Install cuVS Bench

Use these instructions when you want to run cuVS Bench with pre-built packages or containers. Conda is usually the simplest option for local Python workflows, while Docker is useful when you want a reproducible container image with the benchmark environment already included.

There are two main ways pre-compiled benchmarks are distributed:

Conda: best when you want a Python package without containers. Pip wheels are planned for users who cannot use conda.
Docker: best when you want a containerized workflow. It needs Docker and, for GPU runs, NVIDIA Docker.

Conda

$ conda create --name cuvs_benchmarks
$ conda activate cuvs_benchmarks
$ 
$ # to install GPU package:
$ conda install -c rapidsai -c conda-forge cuvs-bench=<rapids_version> 'cuda-version=13.2.*'
$ 
$ # to install CPU package for usage in CPU-only systems:
$ conda install -c rapidsai -c conda-forge  cuvs-bench-cpu

Use rapidsai-nightly instead of rapidsai for nightly benchmarks. The CPU package currently supports HNSW benchmarks.

Docker

Images are available for GPU and CPU-only systems:

cuvs-bench: includes GPU and CPU benchmarks, supports all algorithms, downloads million-scale datasets as needed, and requires the NVIDIA Container Toolkit for GPU algorithms.
cuvs-bench-cpu: includes only CPU benchmarks and is the smallest image for systems without GPUs.

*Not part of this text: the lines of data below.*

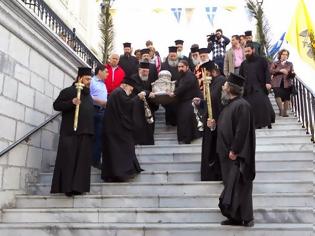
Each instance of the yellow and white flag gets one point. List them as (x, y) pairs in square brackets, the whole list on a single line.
[(301, 35)]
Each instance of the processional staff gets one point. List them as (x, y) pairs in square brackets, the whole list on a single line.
[(79, 87), (206, 92)]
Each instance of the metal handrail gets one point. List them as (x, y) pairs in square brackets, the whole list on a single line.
[(26, 136), (303, 105), (54, 22)]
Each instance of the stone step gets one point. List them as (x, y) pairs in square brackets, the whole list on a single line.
[(280, 122), (160, 201), (196, 156), (279, 119), (265, 132), (196, 148), (177, 166), (182, 188), (96, 229), (276, 126), (150, 215), (166, 164), (259, 139), (189, 176), (259, 133)]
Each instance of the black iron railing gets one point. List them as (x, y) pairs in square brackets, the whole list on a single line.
[(303, 105), (49, 18), (28, 135)]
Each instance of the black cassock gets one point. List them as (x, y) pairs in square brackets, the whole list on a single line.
[(256, 72), (186, 89), (143, 131), (73, 162), (119, 157), (129, 64), (170, 109), (210, 163), (236, 132)]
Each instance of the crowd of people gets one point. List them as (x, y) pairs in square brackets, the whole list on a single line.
[(114, 106)]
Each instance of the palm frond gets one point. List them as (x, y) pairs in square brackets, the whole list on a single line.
[(262, 25), (106, 27)]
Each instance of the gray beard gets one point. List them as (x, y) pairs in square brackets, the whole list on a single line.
[(225, 98), (202, 62), (195, 61), (172, 63), (144, 78)]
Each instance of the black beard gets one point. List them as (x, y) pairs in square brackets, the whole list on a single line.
[(182, 73), (225, 98), (250, 57), (144, 78)]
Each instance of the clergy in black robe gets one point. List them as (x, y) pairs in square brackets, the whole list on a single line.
[(204, 58), (145, 57), (236, 143), (186, 89), (170, 64), (179, 43), (143, 131), (193, 59), (119, 158), (210, 163), (128, 62), (74, 155), (255, 69)]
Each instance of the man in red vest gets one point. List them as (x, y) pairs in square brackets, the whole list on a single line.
[(115, 73)]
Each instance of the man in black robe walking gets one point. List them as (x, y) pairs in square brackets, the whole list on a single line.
[(119, 158), (145, 57), (255, 69), (128, 62), (74, 156), (170, 64), (143, 130), (186, 89), (236, 144), (210, 164)]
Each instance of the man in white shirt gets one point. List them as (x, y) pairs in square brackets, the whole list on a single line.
[(98, 93)]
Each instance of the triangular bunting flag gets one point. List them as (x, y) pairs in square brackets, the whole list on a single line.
[(189, 13), (211, 11), (177, 13)]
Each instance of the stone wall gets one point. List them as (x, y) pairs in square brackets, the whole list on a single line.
[(34, 66)]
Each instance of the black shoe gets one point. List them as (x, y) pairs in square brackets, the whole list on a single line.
[(97, 165), (232, 222), (69, 194), (249, 223), (76, 193)]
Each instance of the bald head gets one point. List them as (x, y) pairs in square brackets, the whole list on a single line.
[(114, 59)]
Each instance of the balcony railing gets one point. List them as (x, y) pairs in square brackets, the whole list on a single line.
[(49, 18), (303, 105)]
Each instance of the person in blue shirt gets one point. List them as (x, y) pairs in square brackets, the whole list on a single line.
[(98, 93)]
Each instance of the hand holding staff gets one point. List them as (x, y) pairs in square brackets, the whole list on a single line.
[(79, 86)]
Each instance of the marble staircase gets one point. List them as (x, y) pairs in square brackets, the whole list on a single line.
[(168, 198)]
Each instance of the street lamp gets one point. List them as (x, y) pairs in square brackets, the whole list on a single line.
[(260, 2)]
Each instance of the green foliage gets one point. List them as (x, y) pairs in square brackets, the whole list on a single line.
[(312, 43), (107, 30), (262, 26)]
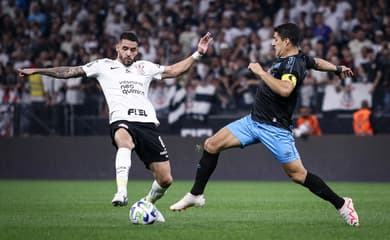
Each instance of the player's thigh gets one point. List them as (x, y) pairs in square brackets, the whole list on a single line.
[(123, 138), (221, 140), (161, 172)]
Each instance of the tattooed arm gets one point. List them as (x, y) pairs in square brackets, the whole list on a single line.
[(323, 65), (57, 72)]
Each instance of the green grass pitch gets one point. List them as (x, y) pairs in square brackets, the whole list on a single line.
[(234, 210)]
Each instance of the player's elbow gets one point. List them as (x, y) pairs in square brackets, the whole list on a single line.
[(285, 92)]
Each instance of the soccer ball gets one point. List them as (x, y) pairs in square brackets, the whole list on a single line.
[(143, 212)]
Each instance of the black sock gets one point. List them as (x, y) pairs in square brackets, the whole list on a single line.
[(317, 186), (206, 167)]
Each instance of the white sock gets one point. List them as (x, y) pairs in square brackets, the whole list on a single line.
[(122, 167), (156, 192)]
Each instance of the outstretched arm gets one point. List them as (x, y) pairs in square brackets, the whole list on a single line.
[(323, 65), (183, 66), (57, 72)]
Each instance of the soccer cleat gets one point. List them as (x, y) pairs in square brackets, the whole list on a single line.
[(348, 212), (160, 218), (119, 200), (187, 201)]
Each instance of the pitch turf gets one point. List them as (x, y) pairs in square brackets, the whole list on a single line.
[(233, 210)]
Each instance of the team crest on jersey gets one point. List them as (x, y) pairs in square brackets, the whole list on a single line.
[(91, 63), (140, 69)]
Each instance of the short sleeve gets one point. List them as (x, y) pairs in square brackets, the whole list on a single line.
[(310, 62), (91, 69)]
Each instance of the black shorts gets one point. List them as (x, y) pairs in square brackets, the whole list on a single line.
[(149, 145)]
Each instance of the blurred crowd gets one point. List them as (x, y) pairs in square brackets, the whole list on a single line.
[(54, 33)]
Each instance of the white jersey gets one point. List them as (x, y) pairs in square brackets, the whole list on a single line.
[(126, 88)]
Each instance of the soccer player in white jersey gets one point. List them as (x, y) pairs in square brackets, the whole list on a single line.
[(133, 122)]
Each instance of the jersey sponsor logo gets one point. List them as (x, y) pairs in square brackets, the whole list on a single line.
[(290, 77), (128, 87), (123, 125), (137, 112)]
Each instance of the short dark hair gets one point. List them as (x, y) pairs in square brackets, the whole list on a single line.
[(290, 31), (129, 36)]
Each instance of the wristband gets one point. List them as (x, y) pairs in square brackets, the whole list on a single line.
[(338, 70), (197, 56)]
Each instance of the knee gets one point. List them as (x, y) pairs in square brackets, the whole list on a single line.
[(211, 146), (165, 181), (123, 139), (298, 177)]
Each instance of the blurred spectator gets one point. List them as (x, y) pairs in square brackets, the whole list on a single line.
[(362, 121), (321, 31), (307, 124), (357, 43)]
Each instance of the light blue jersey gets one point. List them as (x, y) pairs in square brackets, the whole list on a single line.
[(278, 140)]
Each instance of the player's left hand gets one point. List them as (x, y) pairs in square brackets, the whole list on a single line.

Nightly images are located on Docker Hub.

The following command pulls the nightly container for Python version 3.13, CUDA version 12.9, and NVIDIA cuVS version 26.06:

$ docker pull rapidsai/cuvs-bench:26.06a-cuda12-py3.13 # substitute cuvs-bench for the exact desired container.

CUDA and Python versions can be changed to supported values:

Supported CUDA versions: 12, 13
Supported Python versions: 3.11, 3.12, 3.13, and 3.14

Exact tags are listed on Docker Hub:

Note: GPU containers use the CUDA toolkit inside the container. The host only needs a compatible driver, so CUDA 12 containers can run on systems with CUDA 13.x-capable drivers. GPU access also requires the NVIDIA Docker runtime from the NVIDIA Container Toolkit.

Build from Source

Build cuVS Bench from source when you need local benchmark executables that match a development checkout, include custom algorithm targets, or use dependencies that are not available in the pre-built packages.

Dependencies

CUDA 12+ and a GPU with Volta architecture or later are required to run the benchmarks.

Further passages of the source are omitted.